- Directed by: Frank Hurley
- Written by: Frank Hurley
- Produced by: Frank Hurley
- Starring: Eric Bransby Williams Lillian Douglas Jameson Thomas
- Cinematography: Frank Hurley Walter Sully
- Production company: Stoll Pictures
- Distributed by: J.C. Williamson Films
- Release dates: 6 November 1926 (Aus); February 1927 (UK);
- Running time: 4,960 feet
- Countries: Australia United Kingdom
- Language: Silent
- Budget: £5,000

= The Hound of the Deep =

1926 film

The Hound of the Deep is a 1926 British-Australian silent drama film directed by Frank Hurley and starring Eric Bransby Williams, Lilian Douglas and Jameson Thomas. Unlike many Australian silent films, a copy of it survives today.

It was one of the first Australian films set on Thursday Island.

==Plot==
Under the terms of his uncle's will, John Strong must go to Thursday Island and find a pearl within two years or the Reuben Strong pearling station and his great wealth will revert to another, Black Darley. Eventually Strong finds the pearl, defeats Darley and discovers romance with the daughter of an island trader.

==Cast==
- Eric Bransby Williams as John Strong
- Lilian Douglas as Marjorie Jones
- Jameson Thomas as 'Black' Darley
- W. G. Saunders as 'Cockeye' Jones
- Molly Johnson as Lady Cynthia
- Dallas Cairns as Mr. Bullyer

==Production==
After the disappointing reception to his documentaries in America, Hurley decided to go into dramatic feature films. He succeed in persuading the Australian-born British theatre magnate Sir Oswald Stoll to provide £10,000 and several actors and technicians to make two films in Papua and Thursday Island, this and Jungle Woman.

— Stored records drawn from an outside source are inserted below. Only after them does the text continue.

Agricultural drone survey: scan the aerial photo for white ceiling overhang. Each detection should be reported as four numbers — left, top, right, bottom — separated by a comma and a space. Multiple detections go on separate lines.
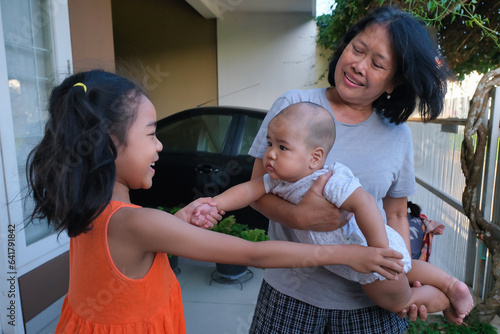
185, 0, 316, 19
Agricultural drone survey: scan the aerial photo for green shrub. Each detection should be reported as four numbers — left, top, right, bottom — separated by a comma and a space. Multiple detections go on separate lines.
211, 215, 269, 242
156, 208, 269, 242
157, 206, 181, 214
406, 316, 496, 334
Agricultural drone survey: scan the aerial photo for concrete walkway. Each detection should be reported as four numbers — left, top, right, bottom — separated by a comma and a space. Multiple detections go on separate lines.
39, 257, 500, 333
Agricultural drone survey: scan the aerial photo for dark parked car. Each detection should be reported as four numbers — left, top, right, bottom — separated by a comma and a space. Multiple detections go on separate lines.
130, 106, 269, 231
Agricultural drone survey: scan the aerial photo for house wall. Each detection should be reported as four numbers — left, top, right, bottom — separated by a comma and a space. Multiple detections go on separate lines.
111, 0, 218, 119
217, 12, 318, 110
315, 42, 331, 88
68, 0, 115, 72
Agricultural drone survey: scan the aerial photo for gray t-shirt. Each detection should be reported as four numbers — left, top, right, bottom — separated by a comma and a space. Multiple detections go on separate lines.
263, 163, 412, 285
248, 88, 417, 310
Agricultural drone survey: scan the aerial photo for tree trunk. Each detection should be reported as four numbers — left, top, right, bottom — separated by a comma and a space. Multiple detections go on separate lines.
468, 253, 500, 323
461, 68, 500, 324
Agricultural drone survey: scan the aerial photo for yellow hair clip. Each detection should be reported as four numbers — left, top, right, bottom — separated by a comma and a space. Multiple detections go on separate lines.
73, 82, 87, 93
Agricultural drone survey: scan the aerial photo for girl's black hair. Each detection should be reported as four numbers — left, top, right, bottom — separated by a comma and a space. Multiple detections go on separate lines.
27, 70, 145, 237
407, 201, 422, 218
328, 6, 451, 124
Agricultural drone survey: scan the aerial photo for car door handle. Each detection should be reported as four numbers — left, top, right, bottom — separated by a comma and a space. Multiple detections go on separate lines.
195, 165, 220, 174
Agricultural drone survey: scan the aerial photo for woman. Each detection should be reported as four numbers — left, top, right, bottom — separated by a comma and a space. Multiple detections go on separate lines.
247, 6, 450, 334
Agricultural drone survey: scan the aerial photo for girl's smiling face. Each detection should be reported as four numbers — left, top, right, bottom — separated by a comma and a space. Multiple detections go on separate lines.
334, 24, 398, 109
114, 95, 163, 191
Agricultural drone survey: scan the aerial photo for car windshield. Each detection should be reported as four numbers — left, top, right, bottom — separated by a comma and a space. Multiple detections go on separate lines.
239, 115, 263, 155
158, 114, 232, 153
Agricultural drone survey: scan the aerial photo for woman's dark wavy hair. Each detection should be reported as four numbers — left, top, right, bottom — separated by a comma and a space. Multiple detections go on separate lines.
328, 6, 451, 124
27, 70, 145, 237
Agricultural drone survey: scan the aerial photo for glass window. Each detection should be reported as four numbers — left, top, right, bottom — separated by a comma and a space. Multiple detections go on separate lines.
158, 114, 232, 153
2, 0, 56, 245
239, 115, 263, 155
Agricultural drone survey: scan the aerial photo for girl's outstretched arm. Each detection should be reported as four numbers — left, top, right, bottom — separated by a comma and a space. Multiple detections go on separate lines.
110, 207, 404, 280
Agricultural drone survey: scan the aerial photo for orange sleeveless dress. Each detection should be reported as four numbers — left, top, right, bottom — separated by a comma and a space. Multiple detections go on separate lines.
56, 201, 186, 333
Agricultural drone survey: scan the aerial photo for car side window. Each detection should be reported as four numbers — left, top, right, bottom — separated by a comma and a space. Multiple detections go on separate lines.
158, 114, 232, 153
239, 115, 263, 155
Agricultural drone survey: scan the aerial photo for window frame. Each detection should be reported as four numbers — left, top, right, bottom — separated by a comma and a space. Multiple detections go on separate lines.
0, 0, 73, 333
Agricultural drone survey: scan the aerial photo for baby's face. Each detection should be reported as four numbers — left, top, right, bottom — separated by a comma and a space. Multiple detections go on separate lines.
263, 116, 314, 183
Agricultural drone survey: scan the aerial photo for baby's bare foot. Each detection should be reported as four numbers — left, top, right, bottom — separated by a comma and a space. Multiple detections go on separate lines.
446, 280, 474, 317
443, 306, 464, 325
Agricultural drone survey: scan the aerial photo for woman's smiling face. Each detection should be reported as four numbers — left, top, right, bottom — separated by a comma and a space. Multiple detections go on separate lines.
334, 24, 398, 109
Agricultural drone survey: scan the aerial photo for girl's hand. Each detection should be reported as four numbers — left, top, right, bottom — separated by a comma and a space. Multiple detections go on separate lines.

Hurley and his crew left Sydney in August 1925 and travelled to Thursday Island where they shot The Hound of the Deep.

==Release==
Reviews generally praised the photography but had reservations about the story.

The film was released in Britain as Pearl of the South Seas.

Hurley later filmed second unit for another pearling story Lovers and Luggers.